Written By: Faith Jemosop
Can you build power plants that never power people? In Africa, it’s already happening.
Across Africa, governments and investors are pouring billions into solar farms, hydropower stations, wind parks, and geothermal plants. From Ethiopia’s 6,000 MW GERD to South Africa’s solar-rich Northern Cape, the continent is in the midst of a renewable energy boom.
But there’s a silent crisis unfolding: a growing amount of power can’t reach the people who need it.
Why? Because it’s trapped, stranded by a lack of modern, interconnected transmission systems.
The Problem Isn’t Just Generation It’s Distribution
When we think of energy access in Africa, we often focus on power generation, building new plants, tapping into clean energy sources, or increasing production capacity. But the more urgent challenge is getting electricity from point A to point B.
This means moving electricity from remote solar or hydro projects to cities, villages, and industrial zones, sometimes across borders. And that requires something Africa has historically underfunded: transmission infrastructure.
The Transmission Gap Is Holding Back Progress
Consider this:
- Ethiopia generates significant hydropower but often can’t distribute it efficiently within its borders or export it quickly.
- Kenya has geothermal power that’s underused during low demand hours due to weak regional integration.
- Nigeria regularly sees nearly 4,000 MW of power go unused daily, not because it’s not generated, but because it can’t be moved through the grid.
- South Africa’s grid is so centralized that new renewable projects are now facing curtailment; they can’t connect to the transmission system fast enough.
These are not generational problems. These are infrastructure failures.
Why Grid Interconnection Is the Missing Link
Imagine if Africa’s clean energy-rich regions were connected across borders, solar from the Sahel, hydro from the Nile Basin, wind from the Rift Valley, geothermal from Kenya, all feeding into a flexible, resilient, and shared grid.
That’s the promise of grid interconnection.

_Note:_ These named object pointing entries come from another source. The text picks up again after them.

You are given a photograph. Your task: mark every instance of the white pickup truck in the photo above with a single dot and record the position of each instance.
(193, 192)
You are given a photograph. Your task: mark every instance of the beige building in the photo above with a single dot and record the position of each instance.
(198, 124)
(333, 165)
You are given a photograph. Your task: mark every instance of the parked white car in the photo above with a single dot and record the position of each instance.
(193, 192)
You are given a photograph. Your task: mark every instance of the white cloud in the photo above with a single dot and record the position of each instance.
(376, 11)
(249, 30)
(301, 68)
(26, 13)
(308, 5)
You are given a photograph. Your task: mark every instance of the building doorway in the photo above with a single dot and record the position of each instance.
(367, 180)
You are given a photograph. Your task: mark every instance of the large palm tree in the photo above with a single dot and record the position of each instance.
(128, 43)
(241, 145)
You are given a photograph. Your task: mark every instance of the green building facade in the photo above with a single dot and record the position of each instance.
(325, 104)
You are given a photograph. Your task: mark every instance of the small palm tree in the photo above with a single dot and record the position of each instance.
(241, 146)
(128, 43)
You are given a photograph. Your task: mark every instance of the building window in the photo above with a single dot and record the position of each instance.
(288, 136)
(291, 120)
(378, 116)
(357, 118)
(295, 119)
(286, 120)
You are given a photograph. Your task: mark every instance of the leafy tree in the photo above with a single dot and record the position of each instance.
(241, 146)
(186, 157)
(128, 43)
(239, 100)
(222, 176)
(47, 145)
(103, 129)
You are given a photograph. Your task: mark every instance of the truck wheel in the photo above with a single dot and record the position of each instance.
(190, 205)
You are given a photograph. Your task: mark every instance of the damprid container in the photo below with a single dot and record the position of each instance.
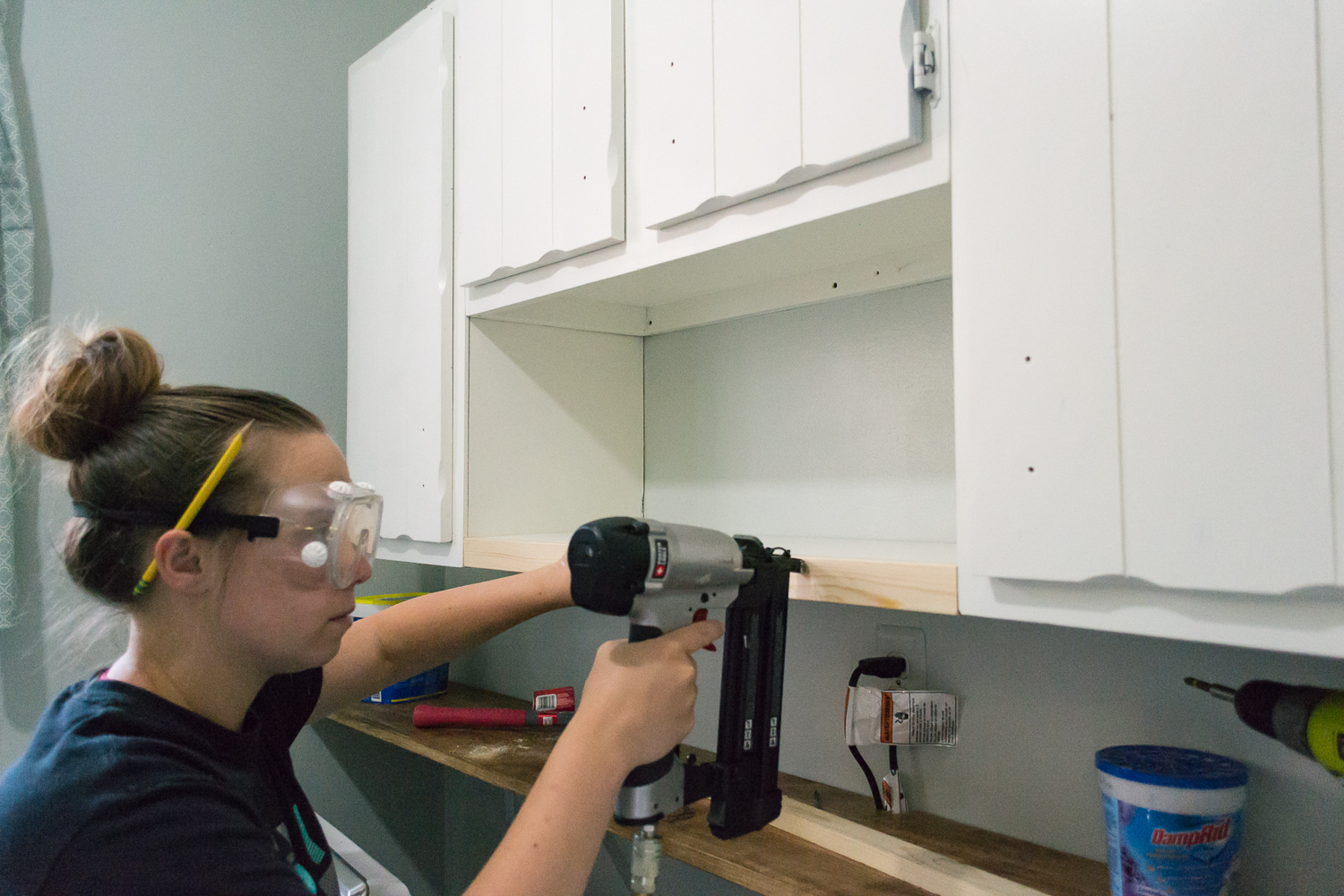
(426, 684)
(1174, 820)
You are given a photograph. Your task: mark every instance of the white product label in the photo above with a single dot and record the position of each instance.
(914, 718)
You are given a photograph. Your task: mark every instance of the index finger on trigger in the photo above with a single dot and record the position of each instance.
(696, 634)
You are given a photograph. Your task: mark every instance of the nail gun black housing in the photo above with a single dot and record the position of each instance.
(744, 780)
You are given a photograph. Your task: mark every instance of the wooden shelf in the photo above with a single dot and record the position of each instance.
(926, 584)
(771, 861)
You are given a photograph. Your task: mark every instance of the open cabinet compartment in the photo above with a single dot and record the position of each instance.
(824, 429)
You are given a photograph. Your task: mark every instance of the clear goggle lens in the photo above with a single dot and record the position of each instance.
(331, 525)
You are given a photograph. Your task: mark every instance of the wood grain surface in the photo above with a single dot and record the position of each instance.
(769, 861)
(927, 587)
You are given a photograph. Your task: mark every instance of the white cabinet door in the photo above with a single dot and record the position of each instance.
(540, 132)
(1331, 42)
(1038, 444)
(757, 104)
(401, 324)
(672, 50)
(855, 66)
(765, 94)
(1220, 312)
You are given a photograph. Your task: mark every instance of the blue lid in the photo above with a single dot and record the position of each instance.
(1172, 767)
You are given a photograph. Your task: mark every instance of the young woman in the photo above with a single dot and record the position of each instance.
(169, 771)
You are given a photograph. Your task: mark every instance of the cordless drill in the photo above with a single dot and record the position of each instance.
(666, 576)
(1308, 720)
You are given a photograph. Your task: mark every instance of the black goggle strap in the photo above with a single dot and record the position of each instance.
(255, 527)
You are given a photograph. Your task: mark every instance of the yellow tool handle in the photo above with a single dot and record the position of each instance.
(1325, 732)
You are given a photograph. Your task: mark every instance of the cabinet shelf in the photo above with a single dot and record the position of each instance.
(710, 274)
(926, 581)
(927, 853)
(823, 430)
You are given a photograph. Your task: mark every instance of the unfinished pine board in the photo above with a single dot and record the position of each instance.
(771, 861)
(510, 555)
(895, 584)
(905, 861)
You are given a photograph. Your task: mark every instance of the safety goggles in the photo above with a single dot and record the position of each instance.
(331, 525)
(308, 527)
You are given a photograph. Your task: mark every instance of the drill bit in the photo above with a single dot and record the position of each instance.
(1222, 692)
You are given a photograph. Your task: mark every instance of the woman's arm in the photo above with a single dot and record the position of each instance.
(419, 634)
(639, 702)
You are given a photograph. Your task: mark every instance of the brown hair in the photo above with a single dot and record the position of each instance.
(134, 444)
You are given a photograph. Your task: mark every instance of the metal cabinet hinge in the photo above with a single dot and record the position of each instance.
(925, 69)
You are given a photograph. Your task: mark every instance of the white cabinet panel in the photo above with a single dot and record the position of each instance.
(757, 102)
(588, 158)
(1331, 42)
(526, 128)
(797, 89)
(1038, 466)
(542, 132)
(401, 199)
(675, 120)
(556, 435)
(855, 64)
(1219, 296)
(478, 140)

Interconnected grids allow countries to:
- Share excess power during off-peak hours
- Stabilize national grids through regional balancing
- Reduce blackouts by importing when supply drops
- Monetize surplus electricity through exports
- Lower costs via competition and economies of scale
The Cost of Inaction: Wasted Investments and Missed Goals
Without proper transmission lines and interconnectors, Africa risks creating a generation glut, power that exists but can’t be used. This has three dangerous consequences:
- Stranded Assets: Power plants operate below capacity or shut down entirely due to lack of demand or poor connectivity.
- Investor Reluctance: Developers lose confidence in energy markets where their power can’t be sold reliably.
- Slow Electrification: Communities remain in the dark despite being near a power source, simply because there’s no line connecting them.
This slows down progress toward SDG 7 (Affordable and Clean Energy) and makes it harder to meet climate goals with renewable integration.
The Single African Electricity Market
The African Union’s Single African Electricity Market (SAEM) envisions a continent where electricity flows freely across countries, just like mobile money or internet data.
The plan includes:
- Regional Power Pools like EAPP, SAPP, WAPP, and CAPP
- High-voltage interconnectors like the Ethiopia–Kenya–Tanzania line
- Harmonized tariffs and cross-border trade rules
- Digital grids with real-time monitoring and flexible routing
The benefits? Reduced electricity costs, improved access, more resilient systems, and increased investment confidence.
Also read:Why Costly Batteries Are Slowing Down Car & General’s Electric Tuk-Tuk Sales in East Africa
Africa has enough renewable energy to power itself and beyond. But the true power lies in connection, not just production.
Instead of building more generation in isolation, countries must:
- Invest in modern transmission lines, especially across borders
- Upgrade existing grids to handle more variable renewables
- Coordinate regionally to ensure efficient energy flow
- Implement wheeling frameworks so countries can earn by sharing infrastructure
- Standardize policies and regulatory practices for seamless trade
If Africa gets transmission right, the benefits are massive:
- Energy access for 600+ million people
- Lower electricity prices due to shared generation
- Greater grid stability and fewer blackouts
- New green jobs across construction, operations, and tech
- Global leadership in building a renewable-powered, interconnected continent
The alternative is bleak: stranded energy, delayed development, and growing inequality.